If you're shopping around for a mortgage, don't overlook credit unions - even if you don't belong to one.
Credit union mortgage rates can be very competitive, on par with and even lower than major banks. And because credit unions typically don't pile on lots of "junk fees" to their closing costs, the actual cost of borrowing is often lower than it would appear from just their posted mortgage rate.
More mortgage borrowers turning to CUs
Although an extremely popular source for low-cost car loans, credit unions have historically taken only a small part of the mortgage market. That's begun to change in recent years, with credit unions nearly doubling their market share of mortgage applications since 2007.
In fact, the UW Credit Union was the number one provider of mortgage loans for the Madison, Wis. in 2010, according to the Federal Financial Institutions Examination Council, which appears to be the first time a credit union has been the major source of home loans in a major U.S. metropolitan area.

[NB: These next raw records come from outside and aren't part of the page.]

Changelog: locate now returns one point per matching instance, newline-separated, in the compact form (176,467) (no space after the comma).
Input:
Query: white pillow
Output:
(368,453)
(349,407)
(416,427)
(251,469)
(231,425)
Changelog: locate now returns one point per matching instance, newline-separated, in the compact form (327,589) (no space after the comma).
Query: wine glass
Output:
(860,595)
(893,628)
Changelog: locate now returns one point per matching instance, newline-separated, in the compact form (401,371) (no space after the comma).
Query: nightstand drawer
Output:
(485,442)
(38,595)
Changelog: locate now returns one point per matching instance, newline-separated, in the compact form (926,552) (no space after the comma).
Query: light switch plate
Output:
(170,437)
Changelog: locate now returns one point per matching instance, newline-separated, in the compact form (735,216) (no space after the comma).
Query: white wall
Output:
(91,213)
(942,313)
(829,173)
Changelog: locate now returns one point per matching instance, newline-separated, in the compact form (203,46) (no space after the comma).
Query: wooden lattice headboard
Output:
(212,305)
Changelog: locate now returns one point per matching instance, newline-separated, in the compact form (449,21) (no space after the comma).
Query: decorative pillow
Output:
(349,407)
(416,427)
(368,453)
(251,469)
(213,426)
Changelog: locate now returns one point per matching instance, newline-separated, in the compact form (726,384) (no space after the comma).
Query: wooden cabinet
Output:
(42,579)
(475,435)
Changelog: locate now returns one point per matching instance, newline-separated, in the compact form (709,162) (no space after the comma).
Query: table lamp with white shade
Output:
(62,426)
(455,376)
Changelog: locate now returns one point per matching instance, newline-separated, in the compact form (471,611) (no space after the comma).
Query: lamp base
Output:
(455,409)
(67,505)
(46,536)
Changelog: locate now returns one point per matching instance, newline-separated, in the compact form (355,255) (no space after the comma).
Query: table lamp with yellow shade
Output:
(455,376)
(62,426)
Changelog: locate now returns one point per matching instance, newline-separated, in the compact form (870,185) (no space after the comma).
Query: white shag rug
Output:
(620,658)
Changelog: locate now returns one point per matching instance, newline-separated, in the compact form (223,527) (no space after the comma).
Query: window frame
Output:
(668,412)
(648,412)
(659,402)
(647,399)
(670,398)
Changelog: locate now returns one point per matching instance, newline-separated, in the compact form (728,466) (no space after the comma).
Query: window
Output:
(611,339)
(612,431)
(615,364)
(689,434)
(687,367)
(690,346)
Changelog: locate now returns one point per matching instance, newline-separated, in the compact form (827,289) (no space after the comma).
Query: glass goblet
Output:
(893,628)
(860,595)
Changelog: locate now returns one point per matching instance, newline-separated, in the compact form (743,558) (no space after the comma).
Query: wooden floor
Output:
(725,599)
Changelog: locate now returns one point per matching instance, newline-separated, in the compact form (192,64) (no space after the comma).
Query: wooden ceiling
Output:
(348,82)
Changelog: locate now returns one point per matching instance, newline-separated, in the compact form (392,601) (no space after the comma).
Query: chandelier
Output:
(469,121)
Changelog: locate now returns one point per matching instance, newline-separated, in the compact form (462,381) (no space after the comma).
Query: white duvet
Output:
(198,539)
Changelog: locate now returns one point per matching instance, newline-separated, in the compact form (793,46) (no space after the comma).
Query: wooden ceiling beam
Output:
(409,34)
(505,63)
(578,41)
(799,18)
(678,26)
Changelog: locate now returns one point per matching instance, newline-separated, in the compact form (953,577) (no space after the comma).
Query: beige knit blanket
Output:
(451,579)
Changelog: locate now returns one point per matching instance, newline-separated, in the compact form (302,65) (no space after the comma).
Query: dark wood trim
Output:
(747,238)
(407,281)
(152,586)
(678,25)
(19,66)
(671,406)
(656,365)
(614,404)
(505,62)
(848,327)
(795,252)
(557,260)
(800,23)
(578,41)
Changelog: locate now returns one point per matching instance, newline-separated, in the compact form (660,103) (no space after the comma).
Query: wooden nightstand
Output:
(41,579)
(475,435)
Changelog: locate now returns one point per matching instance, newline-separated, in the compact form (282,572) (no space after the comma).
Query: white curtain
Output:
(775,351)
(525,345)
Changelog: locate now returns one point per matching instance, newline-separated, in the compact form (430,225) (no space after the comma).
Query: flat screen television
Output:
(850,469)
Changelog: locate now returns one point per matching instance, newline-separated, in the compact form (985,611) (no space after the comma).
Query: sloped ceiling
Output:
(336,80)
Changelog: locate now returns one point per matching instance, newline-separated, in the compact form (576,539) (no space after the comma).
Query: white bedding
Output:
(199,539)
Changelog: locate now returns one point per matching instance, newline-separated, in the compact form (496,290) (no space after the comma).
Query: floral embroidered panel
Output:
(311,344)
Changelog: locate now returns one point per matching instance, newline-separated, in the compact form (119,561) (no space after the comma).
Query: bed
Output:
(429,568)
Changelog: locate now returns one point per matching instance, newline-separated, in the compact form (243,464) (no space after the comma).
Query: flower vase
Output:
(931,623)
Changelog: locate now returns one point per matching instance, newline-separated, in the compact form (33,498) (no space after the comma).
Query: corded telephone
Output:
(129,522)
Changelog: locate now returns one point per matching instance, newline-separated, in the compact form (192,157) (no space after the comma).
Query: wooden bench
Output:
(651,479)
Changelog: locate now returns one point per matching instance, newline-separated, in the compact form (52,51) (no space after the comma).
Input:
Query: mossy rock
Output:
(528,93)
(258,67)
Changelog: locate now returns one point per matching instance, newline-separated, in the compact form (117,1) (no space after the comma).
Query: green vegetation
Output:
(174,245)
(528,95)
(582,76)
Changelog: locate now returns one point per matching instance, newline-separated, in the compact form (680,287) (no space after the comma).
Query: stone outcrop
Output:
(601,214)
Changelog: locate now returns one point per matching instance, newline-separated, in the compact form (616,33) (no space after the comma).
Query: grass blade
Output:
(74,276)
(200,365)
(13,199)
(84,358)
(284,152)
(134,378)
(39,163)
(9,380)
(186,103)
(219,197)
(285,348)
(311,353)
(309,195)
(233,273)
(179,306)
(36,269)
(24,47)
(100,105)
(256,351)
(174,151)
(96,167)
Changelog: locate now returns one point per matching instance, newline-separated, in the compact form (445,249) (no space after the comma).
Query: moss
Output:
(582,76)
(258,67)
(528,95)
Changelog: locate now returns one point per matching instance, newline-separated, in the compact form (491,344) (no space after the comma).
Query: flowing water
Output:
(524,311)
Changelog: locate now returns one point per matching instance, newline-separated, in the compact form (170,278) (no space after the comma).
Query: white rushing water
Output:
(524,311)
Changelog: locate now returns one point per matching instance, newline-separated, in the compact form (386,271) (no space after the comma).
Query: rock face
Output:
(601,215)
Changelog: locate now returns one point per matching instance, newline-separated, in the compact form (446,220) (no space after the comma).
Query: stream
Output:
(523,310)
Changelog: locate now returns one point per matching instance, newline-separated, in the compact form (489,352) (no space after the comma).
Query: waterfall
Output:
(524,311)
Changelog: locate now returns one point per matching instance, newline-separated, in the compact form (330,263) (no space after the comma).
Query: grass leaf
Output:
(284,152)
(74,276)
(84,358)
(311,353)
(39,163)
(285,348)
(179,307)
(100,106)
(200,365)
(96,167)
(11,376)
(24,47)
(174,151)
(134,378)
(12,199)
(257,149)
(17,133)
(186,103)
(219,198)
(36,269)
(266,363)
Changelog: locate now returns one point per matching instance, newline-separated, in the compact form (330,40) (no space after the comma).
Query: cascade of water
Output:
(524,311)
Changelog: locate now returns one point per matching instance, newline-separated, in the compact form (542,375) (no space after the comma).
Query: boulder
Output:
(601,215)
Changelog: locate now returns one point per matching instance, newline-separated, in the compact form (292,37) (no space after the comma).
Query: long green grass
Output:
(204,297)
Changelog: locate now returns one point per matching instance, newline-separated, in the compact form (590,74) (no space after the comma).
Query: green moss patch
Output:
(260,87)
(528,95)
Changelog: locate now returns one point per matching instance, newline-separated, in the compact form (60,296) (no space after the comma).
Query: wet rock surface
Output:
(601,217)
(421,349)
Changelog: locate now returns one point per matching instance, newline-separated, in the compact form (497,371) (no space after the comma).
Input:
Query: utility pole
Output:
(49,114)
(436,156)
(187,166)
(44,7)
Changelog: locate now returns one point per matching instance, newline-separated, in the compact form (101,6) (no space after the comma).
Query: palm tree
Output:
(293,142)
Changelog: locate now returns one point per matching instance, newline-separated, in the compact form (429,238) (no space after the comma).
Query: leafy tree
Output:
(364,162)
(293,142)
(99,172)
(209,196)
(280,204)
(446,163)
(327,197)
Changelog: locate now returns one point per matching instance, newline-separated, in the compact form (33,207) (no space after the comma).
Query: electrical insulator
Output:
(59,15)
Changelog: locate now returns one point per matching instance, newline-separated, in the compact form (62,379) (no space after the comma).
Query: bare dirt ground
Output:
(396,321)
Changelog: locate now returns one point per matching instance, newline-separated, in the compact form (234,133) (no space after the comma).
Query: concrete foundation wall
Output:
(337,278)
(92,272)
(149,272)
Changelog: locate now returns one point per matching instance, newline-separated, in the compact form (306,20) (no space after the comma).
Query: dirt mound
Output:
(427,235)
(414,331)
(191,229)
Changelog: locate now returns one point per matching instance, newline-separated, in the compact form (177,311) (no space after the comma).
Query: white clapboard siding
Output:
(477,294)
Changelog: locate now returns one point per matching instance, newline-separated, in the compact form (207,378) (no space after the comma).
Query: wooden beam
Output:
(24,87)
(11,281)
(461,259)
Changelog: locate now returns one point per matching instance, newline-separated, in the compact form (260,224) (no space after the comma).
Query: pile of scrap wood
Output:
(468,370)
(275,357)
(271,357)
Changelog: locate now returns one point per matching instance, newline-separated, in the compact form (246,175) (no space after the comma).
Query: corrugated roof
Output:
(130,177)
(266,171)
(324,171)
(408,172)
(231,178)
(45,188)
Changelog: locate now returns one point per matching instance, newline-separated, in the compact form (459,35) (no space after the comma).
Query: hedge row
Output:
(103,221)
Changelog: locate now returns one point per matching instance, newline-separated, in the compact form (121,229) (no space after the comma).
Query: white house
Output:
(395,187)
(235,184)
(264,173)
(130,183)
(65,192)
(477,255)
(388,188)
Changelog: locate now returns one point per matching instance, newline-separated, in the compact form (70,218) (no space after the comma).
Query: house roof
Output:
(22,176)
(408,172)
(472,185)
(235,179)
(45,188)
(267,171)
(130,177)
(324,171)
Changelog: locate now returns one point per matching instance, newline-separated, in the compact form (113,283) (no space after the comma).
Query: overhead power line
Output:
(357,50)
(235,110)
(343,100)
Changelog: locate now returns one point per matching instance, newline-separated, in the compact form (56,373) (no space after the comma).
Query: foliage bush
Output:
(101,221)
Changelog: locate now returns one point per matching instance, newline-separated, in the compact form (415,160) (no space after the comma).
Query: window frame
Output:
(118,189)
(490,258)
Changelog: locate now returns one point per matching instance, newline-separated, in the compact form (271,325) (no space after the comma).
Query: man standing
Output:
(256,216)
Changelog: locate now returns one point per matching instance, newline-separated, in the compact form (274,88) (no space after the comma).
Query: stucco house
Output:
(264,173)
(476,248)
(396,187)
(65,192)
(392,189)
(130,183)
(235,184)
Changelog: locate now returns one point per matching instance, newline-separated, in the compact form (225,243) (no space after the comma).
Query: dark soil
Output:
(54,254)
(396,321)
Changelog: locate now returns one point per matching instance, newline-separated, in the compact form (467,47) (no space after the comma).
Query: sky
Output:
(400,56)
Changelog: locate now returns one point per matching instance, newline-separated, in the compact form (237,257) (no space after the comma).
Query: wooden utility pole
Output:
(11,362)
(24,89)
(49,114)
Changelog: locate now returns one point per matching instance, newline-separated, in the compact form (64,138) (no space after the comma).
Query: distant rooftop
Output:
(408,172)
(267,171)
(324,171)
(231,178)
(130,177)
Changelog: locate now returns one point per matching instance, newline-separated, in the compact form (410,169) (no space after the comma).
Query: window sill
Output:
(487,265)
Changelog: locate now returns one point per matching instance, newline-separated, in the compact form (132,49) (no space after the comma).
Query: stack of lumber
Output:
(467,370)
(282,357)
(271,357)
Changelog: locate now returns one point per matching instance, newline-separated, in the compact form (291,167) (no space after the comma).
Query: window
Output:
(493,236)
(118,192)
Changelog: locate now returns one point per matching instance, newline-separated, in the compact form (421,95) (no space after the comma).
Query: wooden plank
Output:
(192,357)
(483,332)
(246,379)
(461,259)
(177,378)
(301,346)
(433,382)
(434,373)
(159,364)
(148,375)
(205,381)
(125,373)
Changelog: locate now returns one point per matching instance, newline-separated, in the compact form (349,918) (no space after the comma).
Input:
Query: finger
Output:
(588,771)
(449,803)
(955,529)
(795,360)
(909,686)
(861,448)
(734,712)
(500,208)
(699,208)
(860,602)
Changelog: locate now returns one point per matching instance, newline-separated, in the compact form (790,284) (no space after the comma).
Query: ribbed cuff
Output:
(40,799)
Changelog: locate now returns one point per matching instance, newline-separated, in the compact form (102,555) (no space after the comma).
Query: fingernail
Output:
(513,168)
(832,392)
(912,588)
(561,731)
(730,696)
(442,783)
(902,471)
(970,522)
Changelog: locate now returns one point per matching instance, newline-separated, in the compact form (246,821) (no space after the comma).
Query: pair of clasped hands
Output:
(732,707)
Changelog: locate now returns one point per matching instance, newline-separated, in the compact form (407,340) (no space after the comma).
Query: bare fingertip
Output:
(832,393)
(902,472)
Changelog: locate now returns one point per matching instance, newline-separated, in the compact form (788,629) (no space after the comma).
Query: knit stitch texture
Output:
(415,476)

Tighter lending standards now normal
Why the increase? For one thing, credit unions have money to lend. Because they're not motivated by maximizing profits, they didn't go chasing after the type of risky loans that got other lenders in trouble when the subprime mortgage market collapsed.
That also meant they got a relatively small slice of the market during the housing bubble - but now that other lenders have become more conservative with their own lending standards, credit unions are right in the mainstream and getting a bigger share of the market as a result.
Don't be fooled by advertised rates
Many borrowers are put off by credit union's listed rates for mortgages, which often run higher than those advertised by other lenders. But advertised rates are often misleading - they may include discount points or high origination fees that boost the actual cost of the loan.
Credit unions' listed rates tend to be straightforward - no points and minimal fees. If you compare annual percentage rates (APR), which account for "hidden" costs on a loan, you may find the credit union's rate is a better deal.
Credit unions can offer attractive rates because they have low operating costs. They don't have to produce profits for investors - whatever they earn is returned to their members in the form of higher returns on savings or lower rates on loans. Many borrowers also like the level of service they offer - because they tend to be relatively small, it's usually easy to reach someone with the authority to resolve any problems you may have with your loan.
The local angle
Like small local banks in general, credit unions tend to be more flexible than large lenders are. Most lenders tend to have a certain number of mortgage programs with very specific underwriting standards. If your loan application falls outside those guidelines, you're out of luck.
Because credit unions tend to be closely associated with the communities they serve, they're familiar with their local housing markets and economies, and can recognize good lending risks that may not fit the standard mold of the big banks - for example, a unique property that's atypical for the neighborhood it's in.
Credit unions are also more likely to hold onto and service their own loans - that is, they earn their money off the interest, rather than collecting the origination fees off the top and selling the loan to investors, as most lenders do. Once your loan is sold, you have no control over who your mortgage servicer is - and have limited leverage in dispute over billing or other matters. Many borrowers feel credit unions (or small banks) offer more accountability than a large corporation does.
Becoming a member
Of course, to get a mortgage through a credit union, you have to be a member of one. Fortunately, that's very easy these days. Although some still require that you or a family member have a connection to a certain employer, university, trade union or other group, many are simply based on geography - you can qualify simply by living in a certain county. The Credit Union National Association and affiliated state groups operate a credit union finder at http://www.asmarterchoice.org/.
Membership is inexpensive - often, all you have to do is keep at least $5 in a savings account. In addition, many of the disadvantages of credit unions - in particular, limited access to ATMs or branches where you can do business - have been overcome by technology and partnership agreements that enable members to do most banking services nearly anywhere.
A credit union may or may not be able to offer you the best terms you can find on a mortgage - but they're definitely worth checking into when shopping for a home loan.